Renault’s new Captur (pronounced as if it had the ‘e’ on the end) has received some mixed reviews, but most of the reaction is positive, with the negatives pretty negligible. Maybe everyone isn’t crazy about the colour schemes (eight of them based around blue, orange or monochrome themes, and the blue and cream scheme is reminiscent to some of Italian police cars.) However, getting past the surface stuff, the Captur is a very drivable, comfortable and economical example of the ‘urban crossover’.
The company’s website describes a Captur as “a sporty crossover with a flowing and athletic body language. . .” and goes on to wax lyrical about its design strategy with words such as ‘sensuous’ and
‘muscular; one review mentions these traits as part of the Captur’s appeal to women.

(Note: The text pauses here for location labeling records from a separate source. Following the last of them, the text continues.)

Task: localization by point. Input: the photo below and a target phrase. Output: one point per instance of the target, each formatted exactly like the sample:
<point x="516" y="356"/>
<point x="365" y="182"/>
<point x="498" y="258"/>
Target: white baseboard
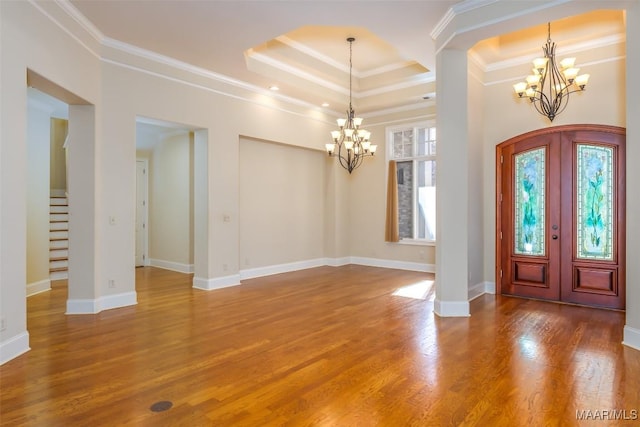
<point x="170" y="265"/>
<point x="451" y="308"/>
<point x="37" y="287"/>
<point x="490" y="288"/>
<point x="631" y="337"/>
<point x="337" y="262"/>
<point x="480" y="289"/>
<point x="108" y="302"/>
<point x="216" y="282"/>
<point x="399" y="265"/>
<point x="281" y="268"/>
<point x="14" y="347"/>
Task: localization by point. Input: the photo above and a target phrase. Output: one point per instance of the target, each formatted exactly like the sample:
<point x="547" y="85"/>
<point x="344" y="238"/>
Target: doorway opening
<point x="560" y="207"/>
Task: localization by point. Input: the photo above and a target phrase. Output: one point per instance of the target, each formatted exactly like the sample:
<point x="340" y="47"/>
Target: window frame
<point x="415" y="159"/>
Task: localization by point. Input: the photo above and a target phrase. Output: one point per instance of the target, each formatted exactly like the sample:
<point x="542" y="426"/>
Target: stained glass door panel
<point x="561" y="223"/>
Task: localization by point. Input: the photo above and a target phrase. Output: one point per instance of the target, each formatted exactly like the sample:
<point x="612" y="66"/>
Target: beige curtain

This is not a rough tough hell-or-high-water type SUV; it’s not meant to climb rocky escarpments or highball through swamps, but it will take you most places you’d want to go in safety and comfort, which is saying quite a lot.
There are three choices in the engine department, all turbo-charged: the three cylinder .9-litre Tce and the four cylinder 1.2-litre TCe petrol engines and a four cylinder 1.5-litre dCi diesel. The first comes with a 5-speed manual transmission, the second with a 6-speed automatic and the diesel with a 5-speed in either automatic or manual.
Most observers seem to think the diesel will sell best in the UK, as it’s the newest version of a well known and trusted engine. The Captur diesel is also surprisingly quiet and its performance is impressive, with a well-engineered gearbox that provides a smoothly powerful feel.
Reviewers who have test-driven a Captur find it definitely worthy of notice and quite likely to outsell most of its competition. It has green credentials with 99g per kilometre of carbon emissions, and the diesel averages better than 76mpg. With a price range that starts at £12,495, Captur is set to win quite a few popularity contests when it hits dealer showrooms this summer.